Every now and again, something hits the market which despite pretending to be marijuana…or something that replicates the effects of marijuana…is in fact nothing of the sort. The most recent and prominent example that springs to mind is of course ‘Spice’, which in every respect had about as much in common with weed as boiled potato. Chemical-sprayed randomness that led to a mass outbreak of bizarre (and often naked) behaviour across the United States, along with a bunch of hospitalisations. You’d think that a distinct lack of anyone reporting anything positive having tried the stuff would send the right message, but no…it went pretty much epidemic and is still problematic.
However, authorities in certain cities and states are now finding themselves preoccupied with another scary substance that’s apparently leading to a wave of public health problems. Known locally as shatter – though also referred to in other circles as wax, sap and budder – the description and warnings the police are handing out sound rather troubling to say the least. Along with talking of “hallucinations and other types of psychosis” with a risk of “disconnecting from reality”, they’re apparently worried about how popular shatter is becoming.
When you look at things from a logical perspective however, shatter is in fact nothing more than concentrated weed…albeit quite potently concentrated. If you haven’t already come across the stuff yourself, it looks remarkably like thick and sticky honey, though has a very different kind of sweetness. Highly concentrated, it’s basically made to give those after a heavier high a much more powerful hit than they’d get from standard buds.
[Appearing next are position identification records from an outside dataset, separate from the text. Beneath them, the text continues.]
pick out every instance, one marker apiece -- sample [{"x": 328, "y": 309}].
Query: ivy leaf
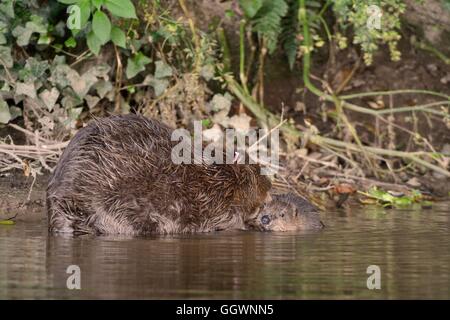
[
  {"x": 136, "y": 64},
  {"x": 7, "y": 7},
  {"x": 5, "y": 115},
  {"x": 94, "y": 43},
  {"x": 121, "y": 8},
  {"x": 70, "y": 43},
  {"x": 250, "y": 7},
  {"x": 97, "y": 3},
  {"x": 68, "y": 1},
  {"x": 5, "y": 55},
  {"x": 162, "y": 70},
  {"x": 101, "y": 26},
  {"x": 118, "y": 37}
]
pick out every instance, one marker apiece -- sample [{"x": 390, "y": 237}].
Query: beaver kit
[{"x": 117, "y": 177}]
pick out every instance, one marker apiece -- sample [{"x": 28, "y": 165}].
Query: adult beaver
[
  {"x": 117, "y": 177},
  {"x": 287, "y": 212}
]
Now, the fact that the stuff is made using butane – a chemical solvent – isn’t what’s got lawmakers and concerned parties rather on the worried side. Instead, it’s the fact that you only need an absolutely teeny-tiny bit of the stuff to replicate the same kind of high you get from a much bigger hit of a standard joint or pipe. And unsurprisingly, quite a few of those trying it out for the first time…and not only the first time, if we’re honest…are getting well and truly carried away. They aren’t listening to reason and nor are they heeding the warnings – they’re hitting it hard and fast.
And that’s exactly the point the authorities are doing their best to stress once again – including one DuPage Metropolitan Enforcement Group director, Mark Piccoli. Playing a role in drug law enforcement all across Chicago, he says availability of the stuff seems to be increasing all the time. And while on a per-gram price it does tend to cost about twice as much as marijuana buds, it often lands with a tetrahydrocannabinol concentration of up to 90%. So when you compare this to the standard of around 15% in weed buds, you begin to understand both the strength of the stuff and why so many folk are seeing it as outstanding value for money.
Of course, the concern he shares with others in similar positions is that of how this apparently new and unexplored pot product could lead to an explosion in overdose rates.
"It's very strong compared to smoking marijuana or smoking a joint," he warned.
"You don't see overdoses from marijuana. They're extremely rare, it almost never happens, but I imagine there's a higher potential for that to happen along with hallucinations and other types of psychosis."
Nevertheless, critics have been extremely quick to point out the fact that not only is there absolutely no evidence whatsoever that shatter is causing any such problems, but that it has also been around in one form or another for years. Not only that, but even in an instance where one hit is the equivalent of taking five normal hits, most pot smokers are sensible enough to self-regulate and control themselves accordingly. Or in other words, one hit is unlikely to send anyone over the edge…not a chance.
Still, the “don’t try this at home” warning for the manufacturing process of shatter is one that should be given proper consideration. There are already tons of videos doing the rounds online, giving us all a fair idea of what happens when things go wrong.
Suffice to say, the results are explosive…and not in a good way!